Q4.5 — Headline three-way comparison
(a) Term deposit: FV ≈ $120,300. (b) Managed fund at 6.0% net: FV = 50,000 × (1.06)²⁰ = 50,000 × 3.2071 = $160,356. (c) Growth portfolio: FV ≈ $212,200.
Q4.6 — Fee shock on managed fund
Original net = 6.0%: FV = $160,356. New net = 5.0%: FV = 50,000 × (1.05)²⁰ = 50,000 × 2.6533 = $132,665. The extra 1% in fees costs $27,691 over 20 years on a $50,000 deposit.
Q4.7 — Super product with tax
rnet = 8.0 − 0.6 = 7.4%. Effective rate to investor = 7.4 × (1 − 0.15) = 6.29%. FV = 25,000 × (1.0629)³⁰ = 25,000 × 6.241 = $156,025.

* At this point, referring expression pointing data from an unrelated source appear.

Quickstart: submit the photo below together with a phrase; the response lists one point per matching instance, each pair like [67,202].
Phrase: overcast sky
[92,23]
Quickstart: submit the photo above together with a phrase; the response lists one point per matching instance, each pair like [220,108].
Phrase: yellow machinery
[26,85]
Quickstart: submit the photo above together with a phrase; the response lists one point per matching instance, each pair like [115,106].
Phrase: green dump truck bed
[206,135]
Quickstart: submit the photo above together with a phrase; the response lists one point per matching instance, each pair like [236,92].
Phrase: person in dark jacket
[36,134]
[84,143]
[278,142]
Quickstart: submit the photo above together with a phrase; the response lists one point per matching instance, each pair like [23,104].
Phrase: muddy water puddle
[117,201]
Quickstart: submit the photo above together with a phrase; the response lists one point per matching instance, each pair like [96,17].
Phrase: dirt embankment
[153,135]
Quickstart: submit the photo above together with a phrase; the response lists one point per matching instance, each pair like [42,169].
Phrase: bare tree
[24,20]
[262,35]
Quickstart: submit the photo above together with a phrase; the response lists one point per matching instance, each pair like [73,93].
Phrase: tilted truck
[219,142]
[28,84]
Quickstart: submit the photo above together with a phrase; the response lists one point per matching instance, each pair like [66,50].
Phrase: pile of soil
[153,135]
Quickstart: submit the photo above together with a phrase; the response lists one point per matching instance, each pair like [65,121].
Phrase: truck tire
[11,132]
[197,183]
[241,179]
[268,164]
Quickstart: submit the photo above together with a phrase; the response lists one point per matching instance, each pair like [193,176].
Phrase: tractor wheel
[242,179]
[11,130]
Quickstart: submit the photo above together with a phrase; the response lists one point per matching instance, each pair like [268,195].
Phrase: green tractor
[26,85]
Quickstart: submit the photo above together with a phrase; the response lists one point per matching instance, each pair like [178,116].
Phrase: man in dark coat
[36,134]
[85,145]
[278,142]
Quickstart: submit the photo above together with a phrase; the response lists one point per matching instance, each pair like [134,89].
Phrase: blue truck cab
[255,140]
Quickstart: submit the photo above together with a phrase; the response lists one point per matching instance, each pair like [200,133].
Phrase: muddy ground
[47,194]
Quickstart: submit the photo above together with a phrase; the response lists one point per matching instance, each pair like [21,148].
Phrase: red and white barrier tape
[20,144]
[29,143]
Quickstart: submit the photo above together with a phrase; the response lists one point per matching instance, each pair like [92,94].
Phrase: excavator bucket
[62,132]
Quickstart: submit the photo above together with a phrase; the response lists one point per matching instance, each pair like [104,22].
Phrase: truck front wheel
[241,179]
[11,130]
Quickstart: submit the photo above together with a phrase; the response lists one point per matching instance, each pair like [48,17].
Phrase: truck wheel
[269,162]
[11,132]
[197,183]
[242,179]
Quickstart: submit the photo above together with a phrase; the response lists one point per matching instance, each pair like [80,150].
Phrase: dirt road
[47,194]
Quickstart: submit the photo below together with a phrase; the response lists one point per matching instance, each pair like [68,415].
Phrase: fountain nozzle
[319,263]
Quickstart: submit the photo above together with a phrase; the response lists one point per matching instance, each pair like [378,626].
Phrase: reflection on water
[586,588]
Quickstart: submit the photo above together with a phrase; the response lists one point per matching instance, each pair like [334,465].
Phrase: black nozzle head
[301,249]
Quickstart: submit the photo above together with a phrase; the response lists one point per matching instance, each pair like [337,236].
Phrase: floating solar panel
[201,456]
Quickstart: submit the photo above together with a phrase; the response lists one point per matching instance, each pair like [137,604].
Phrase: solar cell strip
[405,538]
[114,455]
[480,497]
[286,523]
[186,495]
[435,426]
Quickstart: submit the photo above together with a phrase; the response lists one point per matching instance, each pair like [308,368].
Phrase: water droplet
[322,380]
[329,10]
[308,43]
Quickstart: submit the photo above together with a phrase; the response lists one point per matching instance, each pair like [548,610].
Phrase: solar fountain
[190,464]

Q4.8 — 6.5% vs 8.0% on $100,000 over 25 years
6.5%: FV = 100,000 × (1.065)²⁵ = 100,000 × 4.8277 = $482,770. 8.0%: FV = 100,000 × (1.08)²⁵ = 100,000 × 6.8485 = $684,850. Difference = $202,080, or about 41.9% of the lower FV — a small rate gap compounds into a six-figure dollar gap.
Q4.9 — Short horizon for the 60-year-old
Term deposit: FV = 50,000 × (1.045)⁵ = 50,000 × 1.2462 = $62,310. Growth portfolio: FV = 50,000 × (1.075)⁵ = 50,000 × 1.4356 = $71,782. The dollar gap is only $9,472 because 5 years is too short for compounding to do heavy lifting — and the growth option could lose 20% in a downturn before the investor needs the money.
Q4.10 — Long horizon for the 25-year-old
FV = 50,000 × (1.075)⁴⁰ = 50,000 × 18.044 = $902,180 — about 18 times the initial capital. (Lesson quotes ≈ $871,000 from the comparator's slightly different rounding.)
Q4.11 — Break-even fee on the managed fund
We want (1 + rnet)²⁰ = (1.045)²⁰, i.e. rnet = 4.5%. So fees = gross − net = 7.0 − 4.5 = 2.5% p.a. Any fee above 2.5% causes the 7.0% gross fund to lose to a 4.5% term deposit over 20 years.
Q4.12 — Tax-adjusted product comparison
P (4.0% net, no tax): FV = 40,000 × (1.04)¹⁰ = 40,000 × 1.4802 = $59,210. Q: rnet = 6.5 − 0.5 = 6.0%; after 30% tax this becomes 6.0 × 0.70 = 4.20%. FV = 40,000 × (1.042)¹⁰ = 40,000 × 1.5083 = $60,331. Q wins by $1,121 — but the gap is small because tax eats most of the gross-return advantage.